We were very saddened to hear about the passing of our dear friend and museum colleague Peter Homan.
We met Peter while working for the RPS Museum, where he was the longest serving member of the team, having been volunteering two days per week since 1994. Peter helped catalogue the collections, give guided tours and answer historical research enquiries. He was an essential part of the team and his contribution to the museum’s work over a quarter of a century is incalculable. Whenever we had a question about an obscure pharmaceutical object Peter would invariably know the answer.
Peter’s in-depth knowledge and passion for British pharmacy history was inspiring, and evident to anyone who met him — he was always happy to share his knowledge, both with his RPS colleagues and the public. Visitors fortunate enough to be on one of his museum guided tours came away both informed and entertained. Giving museum tours gave him great pleasure, which was always mirrored by his visitors. Many a time, you could walk through the museum while Peter was giving a tour and hear a ripple of laughter as he told one of his anecdotes. He made a lasting impression, and groups from all over the world would ask after him when booking a return visit. It was the same with his colleagues; with a joke or a song for every occasion (even via email during lockdown!) he would never fail to brighten the day, and he had many friends across the organisation, especially in the support team and the library.
We last saw Peter in person just before the first COVID-19 lockdown in mid-March 2020. Since then, we had been keeping in touch with Peter and former colleagues via weekly video chats.

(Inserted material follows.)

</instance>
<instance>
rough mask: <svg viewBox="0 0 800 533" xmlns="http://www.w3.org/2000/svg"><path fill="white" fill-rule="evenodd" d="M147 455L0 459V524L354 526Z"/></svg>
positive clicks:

Despite his poor health and the various lockdowns, Peter remained in good spirits, delighting us with his cheeky sense of humour. We were all looking forward to catching up in person once it was safe and possible to do so.
It was a shock to hear of Peter’s death last month, and our thoughts go out to his family. The world of pharmacy history has lost one of its great figures, and we have lost a dear friend, but his memory — and cheeky grin — will never be forgotten.